Updated responses from the conversation with github -> https://discourse.nixos.org/t/nixos-github-meeting-notes-and-updates-january-2023/24762

Thank you everyone for collaborating on this! Let's continue the thread as we will be meeting with them quarterly.

It would be nice to have access to the "auto-add to project" workflow for github projects: we mark cuda-related issues with a label, but we would appreciate having just one place to watch

We're a big project, our actions are not running for frivolous reasons, and just a few minutes ago we've apparently run into API rate limits. They affect our labeling, automerging, backporting, manual and editorconfig actions, which are currently failing on all changed PRs.

Examples:

It would be nice if these limits could scale to and with our needs.

This issue has been mentioned on NixOS Discourse. There might be relevant details there:

https://discourse.nixos.org/t/nixos-foundation-update-github-collaboration-april-12/26833/1

Reminder - upcoming meeting on April 12

Ok, this one is a bit ridiculous concerns UX.
There are two things about PR branches that I want to do outside the browser:

  • I want to use builtins.getFlake github:ShamrockLee/nixpkgs/write-multiple-references in nix repl,
  • and I want to git remote add ShamrockLee git@github.com:ShamrockLee/nixpkgs. Note how both schemas happen to follow the same pattern: domain:user/repo/branch. It's fate!

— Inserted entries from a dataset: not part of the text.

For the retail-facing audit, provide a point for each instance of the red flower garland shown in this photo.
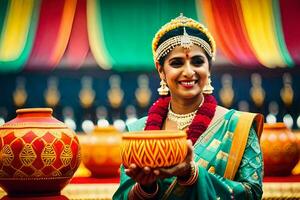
(159, 110)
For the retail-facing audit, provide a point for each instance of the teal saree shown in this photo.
(214, 151)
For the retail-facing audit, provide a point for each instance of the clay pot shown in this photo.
(280, 150)
(159, 148)
(296, 170)
(101, 151)
(39, 154)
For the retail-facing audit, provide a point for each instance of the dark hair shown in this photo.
(179, 31)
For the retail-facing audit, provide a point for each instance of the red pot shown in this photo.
(38, 153)
(280, 150)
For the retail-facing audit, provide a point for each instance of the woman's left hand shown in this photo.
(183, 169)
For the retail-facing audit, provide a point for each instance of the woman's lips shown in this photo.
(188, 84)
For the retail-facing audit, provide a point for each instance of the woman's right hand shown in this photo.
(144, 176)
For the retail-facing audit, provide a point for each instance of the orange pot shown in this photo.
(39, 154)
(157, 148)
(101, 151)
(280, 150)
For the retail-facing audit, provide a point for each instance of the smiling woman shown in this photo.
(224, 159)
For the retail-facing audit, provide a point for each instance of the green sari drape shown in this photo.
(212, 151)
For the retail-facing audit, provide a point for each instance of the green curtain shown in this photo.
(129, 27)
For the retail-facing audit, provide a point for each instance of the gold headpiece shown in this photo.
(184, 40)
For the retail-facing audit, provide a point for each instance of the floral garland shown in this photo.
(159, 110)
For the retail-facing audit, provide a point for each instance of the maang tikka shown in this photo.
(208, 88)
(163, 90)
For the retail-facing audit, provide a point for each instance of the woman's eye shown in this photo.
(176, 63)
(197, 61)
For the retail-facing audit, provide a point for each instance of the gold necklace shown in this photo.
(182, 120)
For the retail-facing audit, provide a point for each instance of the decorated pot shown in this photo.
(39, 154)
(101, 151)
(296, 170)
(155, 148)
(280, 149)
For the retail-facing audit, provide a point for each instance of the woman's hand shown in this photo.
(182, 170)
(144, 176)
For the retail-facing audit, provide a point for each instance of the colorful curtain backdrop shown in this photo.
(43, 35)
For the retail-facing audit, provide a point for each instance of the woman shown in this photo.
(224, 159)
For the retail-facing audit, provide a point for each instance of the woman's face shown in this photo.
(185, 71)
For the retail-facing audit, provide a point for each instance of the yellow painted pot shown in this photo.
(39, 154)
(280, 149)
(157, 148)
(101, 151)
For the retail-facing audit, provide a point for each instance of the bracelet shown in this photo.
(194, 175)
(139, 192)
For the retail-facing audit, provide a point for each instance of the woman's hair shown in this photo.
(182, 31)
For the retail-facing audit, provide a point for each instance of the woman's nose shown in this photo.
(188, 70)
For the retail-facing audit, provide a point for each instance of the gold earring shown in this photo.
(208, 88)
(163, 89)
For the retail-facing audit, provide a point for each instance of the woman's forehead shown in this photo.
(192, 51)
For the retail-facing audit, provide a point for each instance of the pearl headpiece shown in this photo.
(185, 40)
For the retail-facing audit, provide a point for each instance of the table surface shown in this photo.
(87, 188)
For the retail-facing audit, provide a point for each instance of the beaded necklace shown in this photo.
(159, 110)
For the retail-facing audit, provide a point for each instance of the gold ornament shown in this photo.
(184, 40)
(208, 88)
(163, 89)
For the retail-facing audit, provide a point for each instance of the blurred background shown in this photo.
(91, 60)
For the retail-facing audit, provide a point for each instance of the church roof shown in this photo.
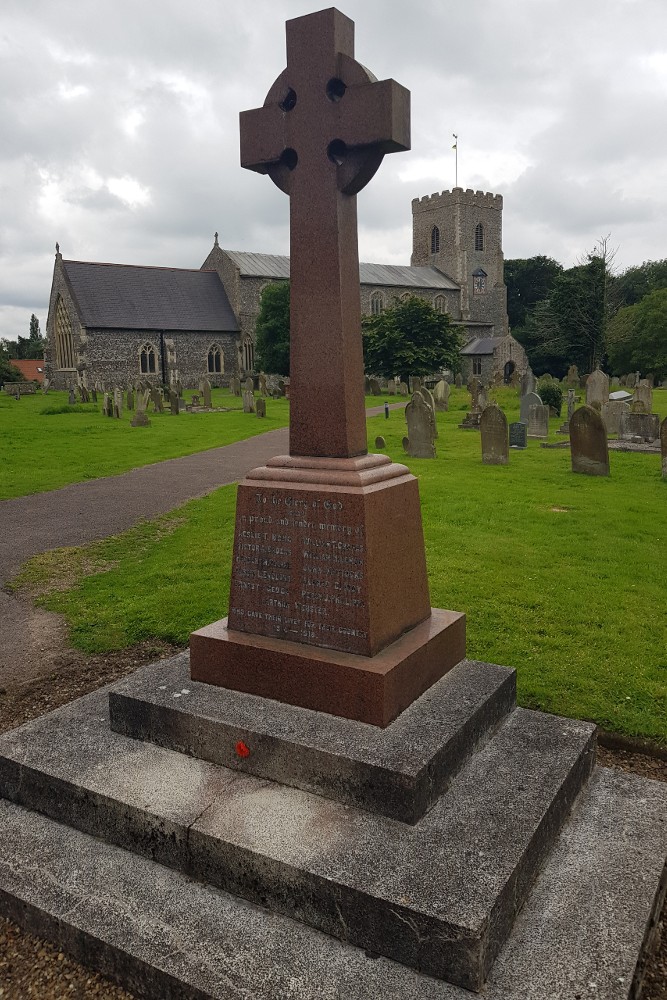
(482, 345)
(265, 265)
(131, 297)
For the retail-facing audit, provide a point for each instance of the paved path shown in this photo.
(31, 640)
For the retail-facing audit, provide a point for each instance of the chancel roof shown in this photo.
(265, 265)
(129, 297)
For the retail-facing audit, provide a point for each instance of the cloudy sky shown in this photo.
(119, 128)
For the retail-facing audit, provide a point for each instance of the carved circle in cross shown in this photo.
(355, 165)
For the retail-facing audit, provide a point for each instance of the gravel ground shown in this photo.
(31, 968)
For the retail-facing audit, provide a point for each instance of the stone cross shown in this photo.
(324, 128)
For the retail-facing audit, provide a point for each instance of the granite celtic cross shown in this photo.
(324, 128)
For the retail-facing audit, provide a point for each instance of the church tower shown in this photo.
(460, 232)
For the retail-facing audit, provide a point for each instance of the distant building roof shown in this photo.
(32, 370)
(482, 345)
(131, 297)
(265, 265)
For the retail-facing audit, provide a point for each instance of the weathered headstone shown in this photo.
(518, 435)
(588, 442)
(493, 428)
(538, 421)
(597, 389)
(420, 442)
(530, 399)
(321, 139)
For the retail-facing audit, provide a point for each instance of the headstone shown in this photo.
(588, 442)
(597, 388)
(639, 427)
(530, 399)
(518, 435)
(611, 413)
(493, 428)
(421, 428)
(538, 421)
(441, 395)
(206, 392)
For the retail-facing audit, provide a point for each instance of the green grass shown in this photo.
(562, 576)
(46, 444)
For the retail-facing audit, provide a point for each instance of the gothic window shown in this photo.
(147, 360)
(64, 340)
(479, 236)
(377, 303)
(214, 359)
(479, 281)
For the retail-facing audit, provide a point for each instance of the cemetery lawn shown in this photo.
(46, 444)
(562, 576)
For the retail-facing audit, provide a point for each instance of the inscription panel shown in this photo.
(299, 568)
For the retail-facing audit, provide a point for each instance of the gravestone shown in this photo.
(518, 435)
(588, 442)
(493, 428)
(441, 395)
(538, 421)
(420, 442)
(530, 399)
(331, 512)
(597, 389)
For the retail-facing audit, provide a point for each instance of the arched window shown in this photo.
(64, 340)
(479, 236)
(147, 360)
(377, 303)
(215, 360)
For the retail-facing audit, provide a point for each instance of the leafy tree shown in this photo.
(272, 329)
(528, 282)
(638, 336)
(409, 338)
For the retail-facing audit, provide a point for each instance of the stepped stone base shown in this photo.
(441, 894)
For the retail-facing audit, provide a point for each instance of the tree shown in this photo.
(272, 329)
(409, 338)
(638, 336)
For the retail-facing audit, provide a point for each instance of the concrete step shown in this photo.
(399, 771)
(440, 895)
(160, 934)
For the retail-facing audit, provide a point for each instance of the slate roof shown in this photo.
(482, 345)
(129, 297)
(265, 265)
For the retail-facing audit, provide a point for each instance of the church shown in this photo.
(112, 324)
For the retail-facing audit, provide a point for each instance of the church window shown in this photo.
(215, 365)
(377, 303)
(479, 281)
(147, 360)
(64, 340)
(479, 236)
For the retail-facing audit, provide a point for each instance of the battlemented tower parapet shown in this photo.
(460, 232)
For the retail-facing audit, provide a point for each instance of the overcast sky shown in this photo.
(119, 128)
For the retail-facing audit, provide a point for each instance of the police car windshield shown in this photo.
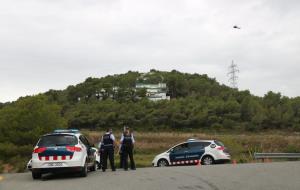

However, when I click on the "copy" button next to ShamrockLee wants to merge 1 commit into NixOS:master from ShamrockLee:write-multiple-references, what do I get? Right, it's ShamrockLee:write-multiple-references which doesn't fit either

EDIT 2023-04-12: @refroni yes, thanks, that's it! Just enabled it for 6.topic: cuda

But also, I did try to elaborate on the previous question about caching: https://discourse.nixos.org/t/nixos-github-meeting-notes-and-updates-january-2023/24762/5?u=sergek

The TLDR is that if they've ever tried to speed up loading docker images in github workflows (by caching them), then maybe they could experiment with extending that to /nix/store, and maybe even follow up by sharing their experiences. Frankly though, I should be absolutely shocked and amazed if that happened

@SomeoneSerge regarding auto-adding, the just added it recently :)
https://docs.github.com/en/issues/planning-and-tracking-with-projects/automating-your-project/adding-items-automatically
Is this what you were looking for?

@mweinelt They are looking into it. As a temporary solution they are willing to bump our rates temporarily whenever we have an expectation for things to increase such as prior to a hack/nixcon/etc.
We'd just need to give them a heads up on the dates
Go from 12500 to 62500

We have two major mass-ping issues that make notifications hard to manage:

  • Changing target branches on PRs or rebasing them incorrectly often results in mass-pinging code owners by accident, as commits which aren't in the target branch become part of the PR (as already mentioned by piegamesde above); some way of limiting this would be good.
  • Anybody can highlight the @NixOS/nixpkgs-maintainers team, which contains many many people. If team mentions and team review requests were gated behind a permission, so that nobody can mention big teams like this. Thank you zimbatm!

Point (2) has been solved by disabling the notification settings on the team level. This has been applied to the nixpkgs-maintainers and nixpkgs-committers groups. Point (1) is still an issue.

Has GitHub said anything about the target branch mass-notification issue?